CROSS-REFERENCE TO RELATED APPLICATIONS

N/A

BRIEF SUMMARY

The present invention extends to a ratcheting buckle that can be used on watches, belts, other types of apparel or any item having a band. The ratcheting buckle allows a band to be adjusted in much smaller increments than traditional bands. A unique buckle configuration enables this ratcheting to be achieved without sacrificing aesthetic appeal or usability.

In one embodiment, the present invention is implemented as a ratcheting buckle that includes an outer housing, an inner housing that couples to the outer housing to form a channel, and a ratcheting assembly that is positioned within the outer housing adjacent to the channel. The ratcheting assembly includes opposing actuating members that are configured to move along an axis and a ratchet lock that is configured to rotate about the axis and that includes a locking tab.

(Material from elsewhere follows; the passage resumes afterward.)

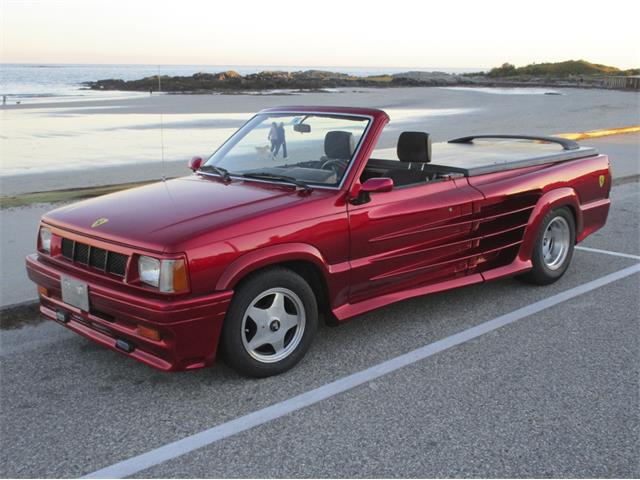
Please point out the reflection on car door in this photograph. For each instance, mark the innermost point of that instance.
(410, 237)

The opposing actuating members are interfaced with the ratchet lock such that, as the opposing actuating members are moved along the axis, the ratchet lock rotates about the axis to cause the locking tab to be selectively positioned within the channel.

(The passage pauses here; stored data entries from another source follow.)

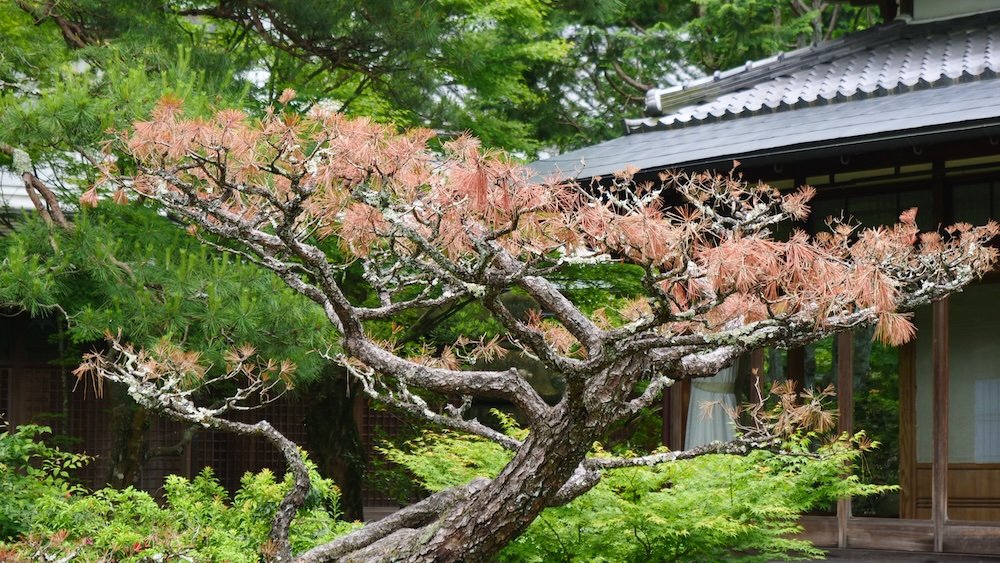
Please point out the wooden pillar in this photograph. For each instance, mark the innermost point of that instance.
(939, 473)
(796, 370)
(756, 391)
(845, 406)
(907, 431)
(679, 396)
(665, 412)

In another embodiment, the present invention is implemented as a ratcheting buckle that includes an outer housing forming an outer surface, an inner housing that couples to the outer housing to form a channel between the outer surface and the inner housing and a ratcheting assembly that includes opposing actuating members, a ratchet lock and a first rail that interconnects the opposing actuating members and the ratchet lock. The first rail defines an axis along which the opposing actuating members move and about which the ratchet lock rotates. The ratchet lock includes a locking tab that rotates into and out from the channel as the ratchet lock rotates about the axis.

In another embodiment, the present invention is implemented as a ratcheting buckle that includes an outer housing forming an outer surface, an inner housing that couples to the outer housing to form a channel between the outer surface and the inner housing, a ratcheting assembly and a magnet assembly. The ratcheting assembly includes one or more actuating members and a ratchet lock that is interconnected with the one or more actuating members. The one or more actuating members are configured to move along an axis, while the ratchet lock is configured to rotate around the axis. The ratchet lock includes a locking tab and a ratchet lock actuating member. The magnet assembly is positioned adjacent the ratchet lock actuating member.

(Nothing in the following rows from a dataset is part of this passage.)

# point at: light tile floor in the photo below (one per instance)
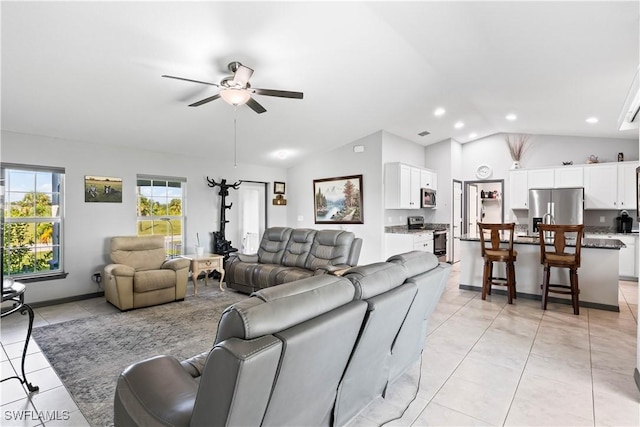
(485, 363)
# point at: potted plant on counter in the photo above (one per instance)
(517, 147)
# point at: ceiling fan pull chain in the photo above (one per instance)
(235, 136)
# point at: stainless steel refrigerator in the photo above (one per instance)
(555, 206)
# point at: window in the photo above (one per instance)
(160, 210)
(32, 221)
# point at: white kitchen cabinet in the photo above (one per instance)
(569, 176)
(403, 183)
(540, 178)
(399, 243)
(518, 189)
(628, 264)
(627, 185)
(600, 186)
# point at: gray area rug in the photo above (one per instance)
(88, 354)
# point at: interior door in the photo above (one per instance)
(252, 215)
(474, 213)
(456, 221)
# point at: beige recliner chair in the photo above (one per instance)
(141, 276)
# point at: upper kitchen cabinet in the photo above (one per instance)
(627, 185)
(403, 183)
(600, 186)
(569, 176)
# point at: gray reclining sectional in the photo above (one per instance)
(316, 351)
(288, 254)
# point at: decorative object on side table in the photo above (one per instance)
(338, 200)
(205, 263)
(517, 147)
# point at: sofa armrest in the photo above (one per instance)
(247, 257)
(153, 392)
(119, 270)
(195, 365)
(336, 270)
(176, 264)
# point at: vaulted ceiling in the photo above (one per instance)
(91, 72)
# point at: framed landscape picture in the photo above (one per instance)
(338, 200)
(102, 189)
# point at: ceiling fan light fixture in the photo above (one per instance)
(235, 96)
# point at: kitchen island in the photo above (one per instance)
(598, 272)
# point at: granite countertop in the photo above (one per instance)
(534, 240)
(403, 229)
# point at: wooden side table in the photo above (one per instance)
(205, 263)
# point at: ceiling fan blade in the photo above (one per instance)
(204, 101)
(242, 75)
(190, 80)
(280, 93)
(255, 106)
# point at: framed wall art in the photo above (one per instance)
(338, 200)
(278, 187)
(102, 189)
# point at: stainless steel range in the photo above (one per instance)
(439, 236)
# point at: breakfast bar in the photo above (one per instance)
(598, 272)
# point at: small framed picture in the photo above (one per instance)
(278, 187)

This summary is provided to introduce a selection of concepts in a simplified form that are further described below in the Detailed Description. This Summary is not intended to identify key features or essential features of the claimed subject matter.

BRIEF DESCRIPTION OF THE DRAWINGS

In order to describe the manner in which the above-recited and other advantages and features of the invention can be obtained, a more particular description of the invention briefly described above will be rendered by reference to specific embodiments thereof which are illustrated in the appended drawings. Understanding that these drawings depict only typical embodiments of the invention and are not therefore to be considered to be limiting of its scope, the invention will be described and explained with additional specificity and detail through the use of the accompanying drawings in which:

FIG. 1A illustrates a top perspective view of a ratcheting buckle that is configured in accordance with embodiments of the present invention;

FIG. 1B illustrates a bottom perspective view of the ratcheting buckle of FIG. 1A;

FIGS. 1C and 1D illustrate opposing end views of the ratcheting buckle of FIG. 1A;

FIG. 1E illustrates a top view of the ratcheting buckle of FIG. 1A;

FIG. 1F illustrates a bottom view of the ratcheting buckle of FIG. 1A;

FIG. 1G illustrates a side view of the ratcheting buckle of FIG. 1A;

FIG. 2 illustrates an exploded top perspective view of the ratcheting buckle of FIG. 1A;

FIG. 2A illustrates an outer housing of the ratcheting buckle in isolation;

FIG. 2B illustrates an inner housing of the ratcheting buckle in isolation;

FIG. 2C illustrates a band grip of the ratcheting buckle in isolation;

FIG. 2D illustrates a ratcheting assembly of the ratcheting buckle in isolation;

FIG. 2E illustrates a magnet assembly of the ratcheting buckle in isolation;

FIG. 3 illustrates actuating members of the ratcheting assembly in isolation;

FIGS. 4A and 4B illustrate views of a ratchet lock of the ratcheting assembly in isolation;

FIGS. 5A and 5B illustrate top and top perspective views respectively of the ratcheting buckle with the outer housing removed;

FIGS. 6A and 6B illustrate end views of the ratcheting and magnet assemblies when unactuated and when actuated respectively; and

FIG. 7 illustrates how the ratcheting buckle can secure one or more bands.

DETAILED DESCRIPTION

FIGS. 1A-1G and 2 each illustrates a different view of a ratcheting buckle 100 that is configured in accordance with embodiments of the present invention. As shown, ratcheting buckle 100 includes an outer housing 110, an inner housing 120, a band grip 130, a ratcheting assembly 140 and a magnet assembly 150. Outer housing 110 and inner housing 120 extend between a fixed end 100a and an adjustable end 100b of ratcheting buckle 100. In this context, “outer” refers to the fact that outer housing 110 is typically intended to face outwardly when an item that includes ratcheting buckle 100 (e.g., a watch) is worn, while “inner” refers to the fact that inner housing 120 is typically intended to face inwardly. However, ratcheting buckle 100 could equally be used on items where outer housing 110 and inner housing 120 may not face outwardly or inwardly respectively. The term “outer” and “inner” should therefore be construed as defining the position of outer housing relative to inner housing. Fixed end 100a represents the end of ratcheting buckle 100 into which a band may be inserted and fixed. In contrast, adjustable end 100b is the end of ratcheting buckle 100 into which a band may be adjustably inserted. In some embodiments, ratcheting buckle 100 may be used with one band (e.g., a belt) or with two bands (e.g., a watch, a hat, suspenders, footwear, etc.).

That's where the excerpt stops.